Darkness does disrupt his wonderful existence by a very threatening individual. This forces him to cope with many unpleasantries that play havoc with his established routine and perplex him in understanding why something like this would happen. A very demanding boss at work also complicates his life. The greatest disruption comes when he is confronted with an ethical and life changing decision about taking a drug, developed by his company, which will make autistics normal. It is an experimental drug and Lou and his fellow autistic workers are coerced into making the decision about becoming human guinea pigs to become normal. The book is great portrait of an autistic but it is also the story of the dilemma of changing a human live to so called “normal” and the ethics for using humans as subjects for experimentation.
I was a little astonished at the conclusion. As for me, I was greatly enlightened about the world of an autistic. In many ways it is far better that the world of the so called “normal.” It would be nice to be as pure at heart and as focused as Lou Arrendale.

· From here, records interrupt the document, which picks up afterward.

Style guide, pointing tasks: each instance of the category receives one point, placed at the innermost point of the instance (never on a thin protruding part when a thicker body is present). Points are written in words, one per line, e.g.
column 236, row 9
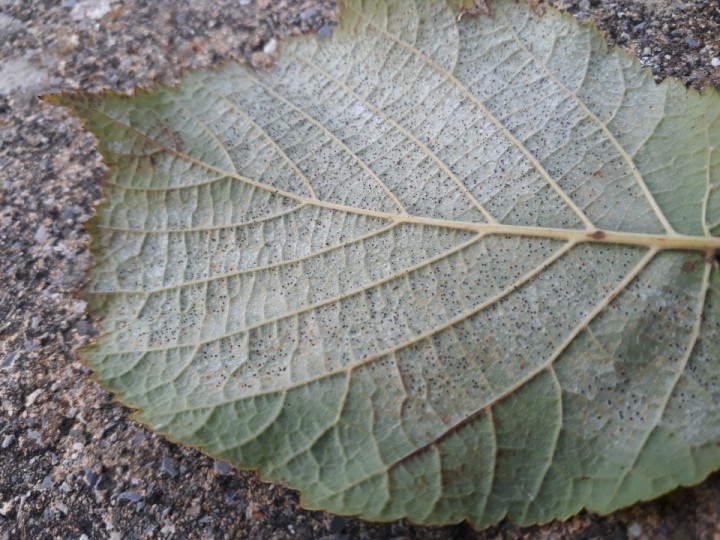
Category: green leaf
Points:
column 425, row 269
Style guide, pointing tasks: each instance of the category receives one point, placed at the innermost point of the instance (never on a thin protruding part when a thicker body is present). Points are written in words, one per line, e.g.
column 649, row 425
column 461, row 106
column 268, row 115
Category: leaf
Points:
column 426, row 269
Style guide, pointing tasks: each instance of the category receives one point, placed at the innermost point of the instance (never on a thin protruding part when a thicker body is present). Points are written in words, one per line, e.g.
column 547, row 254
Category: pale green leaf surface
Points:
column 424, row 269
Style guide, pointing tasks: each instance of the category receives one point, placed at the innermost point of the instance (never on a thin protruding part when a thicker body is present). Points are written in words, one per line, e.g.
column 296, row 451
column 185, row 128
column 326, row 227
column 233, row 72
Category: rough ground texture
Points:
column 72, row 464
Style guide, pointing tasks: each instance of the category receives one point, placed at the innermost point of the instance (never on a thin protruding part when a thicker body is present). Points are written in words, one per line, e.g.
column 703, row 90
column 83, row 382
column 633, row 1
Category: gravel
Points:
column 73, row 464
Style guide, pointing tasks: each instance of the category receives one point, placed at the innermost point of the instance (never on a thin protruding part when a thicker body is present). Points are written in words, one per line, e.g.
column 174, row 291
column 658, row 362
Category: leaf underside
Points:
column 425, row 269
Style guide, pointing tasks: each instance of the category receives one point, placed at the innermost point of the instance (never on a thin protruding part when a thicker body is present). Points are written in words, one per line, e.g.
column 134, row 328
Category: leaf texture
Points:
column 426, row 269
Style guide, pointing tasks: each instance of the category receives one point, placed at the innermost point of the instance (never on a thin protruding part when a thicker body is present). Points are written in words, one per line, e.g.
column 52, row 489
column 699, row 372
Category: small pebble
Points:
column 634, row 530
column 132, row 496
column 32, row 397
column 8, row 360
column 41, row 234
column 221, row 467
column 270, row 47
column 7, row 441
column 325, row 31
column 46, row 483
column 167, row 467
column 309, row 13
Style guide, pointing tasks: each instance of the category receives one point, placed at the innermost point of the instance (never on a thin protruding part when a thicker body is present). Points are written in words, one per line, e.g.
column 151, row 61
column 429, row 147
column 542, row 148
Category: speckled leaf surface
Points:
column 424, row 269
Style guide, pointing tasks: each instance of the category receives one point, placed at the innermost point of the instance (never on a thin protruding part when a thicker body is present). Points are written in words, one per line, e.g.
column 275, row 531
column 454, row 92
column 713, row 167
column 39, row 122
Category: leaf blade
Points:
column 491, row 312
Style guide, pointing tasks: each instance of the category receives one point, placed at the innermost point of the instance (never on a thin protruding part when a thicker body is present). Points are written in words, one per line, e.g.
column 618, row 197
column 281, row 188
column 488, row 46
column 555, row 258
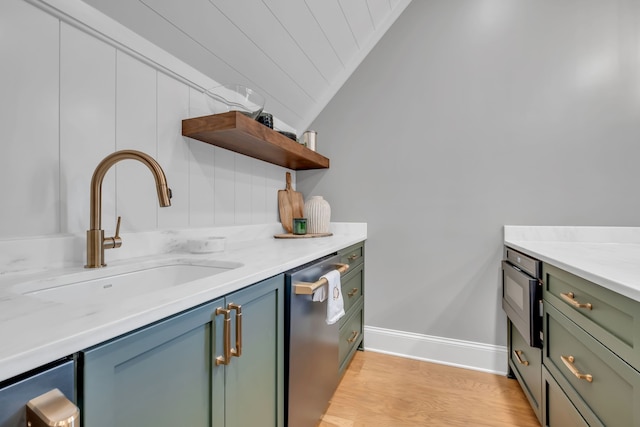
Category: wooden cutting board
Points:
column 290, row 205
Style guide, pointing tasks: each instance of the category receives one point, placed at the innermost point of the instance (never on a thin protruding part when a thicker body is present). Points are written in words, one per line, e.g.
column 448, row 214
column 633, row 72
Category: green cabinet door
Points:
column 166, row 374
column 160, row 375
column 254, row 393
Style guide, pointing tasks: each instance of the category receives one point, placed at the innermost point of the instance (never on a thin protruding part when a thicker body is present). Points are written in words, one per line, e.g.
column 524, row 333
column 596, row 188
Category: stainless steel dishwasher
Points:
column 312, row 345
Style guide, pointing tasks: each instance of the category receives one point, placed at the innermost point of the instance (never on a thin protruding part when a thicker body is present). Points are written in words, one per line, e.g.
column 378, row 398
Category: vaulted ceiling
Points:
column 297, row 53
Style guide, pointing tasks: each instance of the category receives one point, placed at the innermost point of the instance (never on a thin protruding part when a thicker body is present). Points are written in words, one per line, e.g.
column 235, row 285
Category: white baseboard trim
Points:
column 445, row 351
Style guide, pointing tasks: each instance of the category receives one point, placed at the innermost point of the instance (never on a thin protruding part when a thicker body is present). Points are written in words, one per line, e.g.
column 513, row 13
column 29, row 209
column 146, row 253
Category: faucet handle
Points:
column 115, row 241
column 117, row 236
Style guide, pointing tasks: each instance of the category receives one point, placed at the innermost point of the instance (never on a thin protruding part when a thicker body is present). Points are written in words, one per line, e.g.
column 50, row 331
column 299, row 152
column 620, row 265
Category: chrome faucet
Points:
column 96, row 242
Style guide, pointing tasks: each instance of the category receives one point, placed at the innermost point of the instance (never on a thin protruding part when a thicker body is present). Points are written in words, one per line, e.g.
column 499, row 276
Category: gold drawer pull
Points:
column 569, row 297
column 237, row 352
column 225, row 359
column 568, row 362
column 518, row 355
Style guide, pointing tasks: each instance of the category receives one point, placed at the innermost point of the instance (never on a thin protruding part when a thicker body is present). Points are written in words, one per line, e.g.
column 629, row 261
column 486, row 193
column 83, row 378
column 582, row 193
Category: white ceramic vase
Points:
column 318, row 214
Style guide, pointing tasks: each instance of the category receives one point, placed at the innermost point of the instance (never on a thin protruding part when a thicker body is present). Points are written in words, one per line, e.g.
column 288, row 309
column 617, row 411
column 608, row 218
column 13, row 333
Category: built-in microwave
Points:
column 522, row 294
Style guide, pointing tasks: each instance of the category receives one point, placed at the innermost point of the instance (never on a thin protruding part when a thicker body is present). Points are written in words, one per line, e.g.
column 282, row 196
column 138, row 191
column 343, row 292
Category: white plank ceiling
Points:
column 297, row 53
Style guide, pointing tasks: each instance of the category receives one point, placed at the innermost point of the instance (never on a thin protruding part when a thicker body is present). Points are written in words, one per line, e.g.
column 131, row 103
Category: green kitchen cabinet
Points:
column 219, row 364
column 526, row 363
column 590, row 351
column 556, row 406
column 352, row 323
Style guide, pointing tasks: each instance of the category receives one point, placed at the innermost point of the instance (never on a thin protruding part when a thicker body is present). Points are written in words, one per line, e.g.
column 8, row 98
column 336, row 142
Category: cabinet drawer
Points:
column 558, row 409
column 614, row 390
column 350, row 338
column 612, row 319
column 353, row 255
column 526, row 363
column 352, row 287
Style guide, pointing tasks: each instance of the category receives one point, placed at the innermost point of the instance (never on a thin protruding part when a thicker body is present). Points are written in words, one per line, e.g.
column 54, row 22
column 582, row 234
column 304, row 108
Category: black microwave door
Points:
column 520, row 299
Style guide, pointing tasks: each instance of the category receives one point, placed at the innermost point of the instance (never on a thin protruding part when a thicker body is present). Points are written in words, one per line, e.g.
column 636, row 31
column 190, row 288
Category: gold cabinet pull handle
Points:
column 518, row 355
column 306, row 288
column 226, row 358
column 568, row 362
column 52, row 409
column 353, row 337
column 237, row 352
column 569, row 297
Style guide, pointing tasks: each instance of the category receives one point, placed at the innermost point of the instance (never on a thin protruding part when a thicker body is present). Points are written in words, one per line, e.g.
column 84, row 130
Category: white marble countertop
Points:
column 34, row 332
column 607, row 256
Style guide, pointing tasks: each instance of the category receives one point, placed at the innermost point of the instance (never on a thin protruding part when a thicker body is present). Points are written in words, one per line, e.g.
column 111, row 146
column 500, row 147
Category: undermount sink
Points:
column 123, row 281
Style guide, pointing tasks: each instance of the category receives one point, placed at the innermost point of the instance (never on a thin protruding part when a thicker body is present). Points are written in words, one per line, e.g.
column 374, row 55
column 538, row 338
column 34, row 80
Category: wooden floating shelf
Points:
column 236, row 132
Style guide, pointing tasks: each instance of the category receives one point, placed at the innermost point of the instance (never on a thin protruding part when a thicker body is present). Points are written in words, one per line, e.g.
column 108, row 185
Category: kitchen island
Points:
column 35, row 331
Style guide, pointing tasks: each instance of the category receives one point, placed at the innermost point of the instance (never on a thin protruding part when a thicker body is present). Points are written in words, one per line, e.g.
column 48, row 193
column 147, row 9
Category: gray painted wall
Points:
column 469, row 115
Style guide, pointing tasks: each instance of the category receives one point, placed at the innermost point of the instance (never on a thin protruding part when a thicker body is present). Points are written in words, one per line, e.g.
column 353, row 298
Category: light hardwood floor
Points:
column 379, row 390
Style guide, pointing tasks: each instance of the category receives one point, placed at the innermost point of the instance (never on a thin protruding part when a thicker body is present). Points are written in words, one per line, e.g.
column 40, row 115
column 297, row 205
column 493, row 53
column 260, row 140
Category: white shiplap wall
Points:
column 298, row 53
column 69, row 98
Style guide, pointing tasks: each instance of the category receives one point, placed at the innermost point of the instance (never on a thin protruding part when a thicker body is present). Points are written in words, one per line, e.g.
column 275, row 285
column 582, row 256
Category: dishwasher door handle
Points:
column 305, row 288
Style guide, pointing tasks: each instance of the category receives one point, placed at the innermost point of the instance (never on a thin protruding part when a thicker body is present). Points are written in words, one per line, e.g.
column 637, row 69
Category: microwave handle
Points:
column 52, row 409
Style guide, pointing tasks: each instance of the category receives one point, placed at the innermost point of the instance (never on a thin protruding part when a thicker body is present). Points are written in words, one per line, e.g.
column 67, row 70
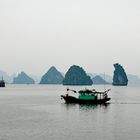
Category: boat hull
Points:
column 71, row 99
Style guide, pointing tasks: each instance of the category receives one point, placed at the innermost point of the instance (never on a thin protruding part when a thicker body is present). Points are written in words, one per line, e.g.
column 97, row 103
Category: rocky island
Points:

As far as the Speed of Dark is concerned, that is one for the theoretical physicist. It is said that darkness is the absence of light. Before light comes into a place it is dark, so darkness was there first and must be faster. Lou said, “dark is always there waiting ; it is, in that sense, always ahead of the light. He said he was glad, because it means he will never come to the end, chasing the light.
The book is by Elizabeth Moon a well-known writer of science fiction who lives in Florence, Texas. Her husband is Dr. Richard Moon who acquainted me with her writings. They are most interesting people and the parents of an autistic child. Her web site is definitely worth a visit.